Case law acknowledging universal partnerships
The courts have had no difficulty in concluding that it is possible for a tacit “commercial” partnership to be valid between spouses married out of community of property without accrual. The matter of A v A was one of the more recent of such cases. Here the court held that whether or not such a partnership is established, would depend on whether three essential facts were present and whether, on a holistic assessment of all of the evidence, it was more probable than not that a tacit agreement had been reached. These three essentials will be discussed below in more detail.
In this case, whether the evidence led amounted to prima facie evidence of a universal partnership, and whether it is converted to proof of a partnership on a balance of probabilities, depended on the applicable legal principle and its application to the facts. In Dreyer v Sonop Beperk the court articulated the relevant principle as follows:
“There is no doubt that the amount of evidence in a case depends very much on the circumstances. It was pointed out by Sir James Rose-Innes in the case of Union Government v Sykes 1913 AD 156 at 173: “The important point is that less evidence will suffice to establish a prima facie case where the matter is peculiarly within the knowledge of the opposite party than would under other circumstances be required …..”

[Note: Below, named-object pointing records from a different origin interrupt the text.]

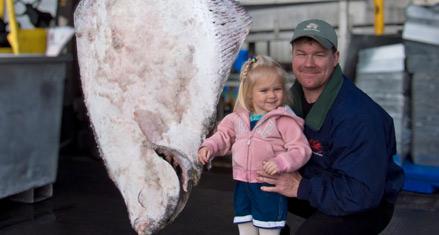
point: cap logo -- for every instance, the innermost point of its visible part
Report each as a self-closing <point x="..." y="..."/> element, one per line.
<point x="313" y="27"/>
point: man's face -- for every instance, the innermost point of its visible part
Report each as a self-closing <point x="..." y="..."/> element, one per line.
<point x="313" y="65"/>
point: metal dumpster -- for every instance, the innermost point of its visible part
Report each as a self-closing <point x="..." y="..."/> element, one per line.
<point x="31" y="95"/>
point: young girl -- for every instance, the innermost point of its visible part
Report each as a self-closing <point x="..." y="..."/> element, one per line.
<point x="263" y="134"/>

What is essentially said here, is that each matter will be judged on a case by case basis, and if the probable facts point to the existence of such agreement between spouses, it is usually indicative that one has been created tacitly.
Legal enforcement of a tacit Universal Partnership Agreement
A universal partnership affords partners in a permanent relationship a right to a share in the property acquired during such relationship or partnership. However, when parties are married out of community of property to each other, they do not sign any partnership agreements. Except, of course, the antenuptial agreement which inherently conclude that there is no community of property, or profit and loss. “What is mine is mine, and what is yours, is yours.”- as the saying goes. South African courts have however held that where there is a commercial partnership, such partnership can come into existence tacitly. This has the result that one party may have a claim based on such universal partnership should they divorce.

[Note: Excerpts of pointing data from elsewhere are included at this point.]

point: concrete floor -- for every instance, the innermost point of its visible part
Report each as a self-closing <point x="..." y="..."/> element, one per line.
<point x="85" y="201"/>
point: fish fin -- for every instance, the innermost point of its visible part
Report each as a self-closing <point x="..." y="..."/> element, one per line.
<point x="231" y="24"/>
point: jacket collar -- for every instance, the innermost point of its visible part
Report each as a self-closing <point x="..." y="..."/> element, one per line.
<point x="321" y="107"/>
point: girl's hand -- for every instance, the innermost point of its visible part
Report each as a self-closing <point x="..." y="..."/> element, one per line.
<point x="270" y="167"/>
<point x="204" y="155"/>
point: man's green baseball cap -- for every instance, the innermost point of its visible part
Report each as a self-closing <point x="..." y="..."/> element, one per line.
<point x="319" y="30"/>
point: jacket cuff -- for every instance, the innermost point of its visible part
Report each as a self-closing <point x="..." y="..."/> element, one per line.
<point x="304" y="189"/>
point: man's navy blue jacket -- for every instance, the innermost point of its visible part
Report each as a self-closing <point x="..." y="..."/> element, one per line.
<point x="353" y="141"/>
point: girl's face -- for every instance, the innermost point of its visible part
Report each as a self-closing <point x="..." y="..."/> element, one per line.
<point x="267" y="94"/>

Such claims will often be come across in divorce proceedings, where the spouses were married to each other out of community of property with the exclusion of the accrual system. So, when partners in all material respects, without explicitly entering into a partnership agreement, act like partners, such a universal relationship can come into existence. Where the relationship then breaks down or the parties get divorced, the court will make an award regarding the share of the assets acquired during the relationship to each party.
Principle of a universal partnership
The court in A v A confirmed that there are certain essential requirements which will have to be satisfied in order to prove the existence of such tacit universal partnership:
It is clear from the previous paragraphs that court cases in recent years determined that the contract does not have to be a written and expressly concluded agreement, and that it may be tacitly agreed on. It however remains clear that both parties need to contribute to the “business” in order for such a universal business partnership to come into existence. However, in A v A, the court stated that whether such an agreement exists, will need to be determined on a case to case basis, by traversing all relevant facts.
The courts have in the past drawn distinction between two kinds of partnerships and concluded that where spouses carried on a bona fide business and the foundations to create a partnership are present, such partnership will come into existence. It can further be deduced with the conclusion of an antenuptial contract, out of community of property, and of profit and loss, would automatically exclude the possibility of the societas universorum bonorum - where they share all present and future property. With that being said, it will also not automatically mean that they have entered into the societas universorum quae ex quaestu veniunt business partnership, meaning all that they may acquire from every kind of commercial undertaking, shall be the property of the partnership. This is the “commercial” partnership.
It is important to construct an antenuptial contract reflective of your intentions in marriage and in conducting business going forward. It is important that actions and these agreements align. As such, spouses should seek legal advice not only when they enter into marriage but also after marriage when planning a business venture.